We all make bad spending choices from time to time, and millennials are no exception. According to Business Insider’s financial planners, there are two things millennials overspend regularly.
Fortunately, there are still some methods they share to help their younger clients limit their spending and get one step closer to wealth.
1. Spending on utilities
Team Hewins financial planner Clari Nolet says millennials are used to a culture of instant gratification. As a result, they tend to spend a lot on utilities, making things quick and easy.
For example, food delivery applications bring meals to your home and quickly. These services can be much more expensive than cooking at home or even preparing your vegetables and food. And they can cost you a lot of money in just a month.
Financial planners say you can spend money on these essential expenses, but it becomes a problem when it doesn’t fit within your budget or prevents you from reaching your financial goals.
Your emergency fund or savings should be your priority before considering how much you can or should spend on these extra services.
“I think most people, not just millennials, don’t have a budget and don’t know how much they spend. They have an estimate in mind. And if you ask someone what they spend, they can give you an answer, but if you go into the details, you’ll see that they’re fooling themselves. They’re usually spending more money than they think,” says Nolet planner.
She also recommends that everyone have financial goals so you know what you’re saving for. This will help you determine a discretionary spending budget for utilities once you’ve completed your priorities.

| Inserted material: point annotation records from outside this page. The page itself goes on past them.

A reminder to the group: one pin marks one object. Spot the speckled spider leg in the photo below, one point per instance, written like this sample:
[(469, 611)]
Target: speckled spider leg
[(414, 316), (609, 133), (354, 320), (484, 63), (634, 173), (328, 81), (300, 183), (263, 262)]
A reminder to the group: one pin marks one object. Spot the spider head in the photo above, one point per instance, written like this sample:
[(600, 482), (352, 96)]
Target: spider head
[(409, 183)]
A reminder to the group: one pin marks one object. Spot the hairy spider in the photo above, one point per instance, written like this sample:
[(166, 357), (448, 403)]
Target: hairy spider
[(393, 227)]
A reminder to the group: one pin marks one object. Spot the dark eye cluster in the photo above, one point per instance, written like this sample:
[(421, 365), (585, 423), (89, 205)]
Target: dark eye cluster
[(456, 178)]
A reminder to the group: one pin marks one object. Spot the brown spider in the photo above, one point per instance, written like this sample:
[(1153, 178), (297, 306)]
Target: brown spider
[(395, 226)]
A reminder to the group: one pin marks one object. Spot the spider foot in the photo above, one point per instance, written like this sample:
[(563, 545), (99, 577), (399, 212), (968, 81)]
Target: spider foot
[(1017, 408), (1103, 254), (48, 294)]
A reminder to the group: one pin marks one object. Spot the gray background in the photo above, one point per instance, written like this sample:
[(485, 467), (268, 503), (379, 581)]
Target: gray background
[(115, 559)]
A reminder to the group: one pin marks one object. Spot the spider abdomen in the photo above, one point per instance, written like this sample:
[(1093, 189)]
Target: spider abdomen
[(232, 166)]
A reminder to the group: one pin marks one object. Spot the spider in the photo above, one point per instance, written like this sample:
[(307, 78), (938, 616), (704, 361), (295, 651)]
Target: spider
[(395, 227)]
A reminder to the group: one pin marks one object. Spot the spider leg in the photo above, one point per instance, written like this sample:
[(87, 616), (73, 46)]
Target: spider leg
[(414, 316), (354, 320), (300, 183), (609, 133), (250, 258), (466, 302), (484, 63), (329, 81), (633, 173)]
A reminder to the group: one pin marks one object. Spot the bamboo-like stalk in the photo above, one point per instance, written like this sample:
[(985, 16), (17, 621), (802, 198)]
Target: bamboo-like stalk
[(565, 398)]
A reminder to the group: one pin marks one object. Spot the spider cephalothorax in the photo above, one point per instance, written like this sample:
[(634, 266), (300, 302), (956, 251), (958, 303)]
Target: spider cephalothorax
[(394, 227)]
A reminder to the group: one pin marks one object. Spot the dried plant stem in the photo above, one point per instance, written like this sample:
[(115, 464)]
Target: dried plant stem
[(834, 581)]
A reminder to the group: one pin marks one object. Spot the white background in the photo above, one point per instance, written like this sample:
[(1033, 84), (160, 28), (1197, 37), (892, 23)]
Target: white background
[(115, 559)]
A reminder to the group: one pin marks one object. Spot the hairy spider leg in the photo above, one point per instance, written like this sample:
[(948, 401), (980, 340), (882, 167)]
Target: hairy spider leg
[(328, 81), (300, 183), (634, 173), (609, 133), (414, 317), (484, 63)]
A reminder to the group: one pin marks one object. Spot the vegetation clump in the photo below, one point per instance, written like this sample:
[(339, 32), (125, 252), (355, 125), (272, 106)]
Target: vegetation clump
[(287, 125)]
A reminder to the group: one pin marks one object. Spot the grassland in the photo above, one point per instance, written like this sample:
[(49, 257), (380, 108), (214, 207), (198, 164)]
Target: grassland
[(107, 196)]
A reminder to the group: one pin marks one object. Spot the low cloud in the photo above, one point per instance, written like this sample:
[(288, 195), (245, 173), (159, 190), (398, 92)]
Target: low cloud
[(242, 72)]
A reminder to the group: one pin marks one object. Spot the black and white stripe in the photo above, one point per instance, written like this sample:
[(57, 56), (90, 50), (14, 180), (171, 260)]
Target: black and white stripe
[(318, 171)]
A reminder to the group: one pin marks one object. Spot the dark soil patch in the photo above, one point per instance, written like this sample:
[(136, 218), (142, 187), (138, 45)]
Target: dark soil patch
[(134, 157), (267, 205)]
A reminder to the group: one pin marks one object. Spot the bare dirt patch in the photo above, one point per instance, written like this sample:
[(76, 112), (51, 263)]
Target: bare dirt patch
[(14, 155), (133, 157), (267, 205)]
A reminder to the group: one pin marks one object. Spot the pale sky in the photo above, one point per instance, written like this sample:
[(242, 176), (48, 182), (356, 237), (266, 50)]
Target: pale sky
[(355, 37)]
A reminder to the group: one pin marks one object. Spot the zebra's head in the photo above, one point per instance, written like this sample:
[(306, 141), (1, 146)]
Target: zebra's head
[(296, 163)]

One of the first things to consider saving is an emergency fund that can cover your expenses in the event of a job loss or emergency. Due to the COVID-19 pandemic, you should first aim to save the equivalent of about 6 to 12 months of living expenses.
2. Spend on value items
The view of financial planner Asad Gourani from AG Wealth Management is less concerned with the day-to-day expenses of millennials. He is more focused on recurring and inflexible bills, such as mortgage or lease payments, buying a new car in installments. These types of expenses will be harder to cut out once you’ve bought them.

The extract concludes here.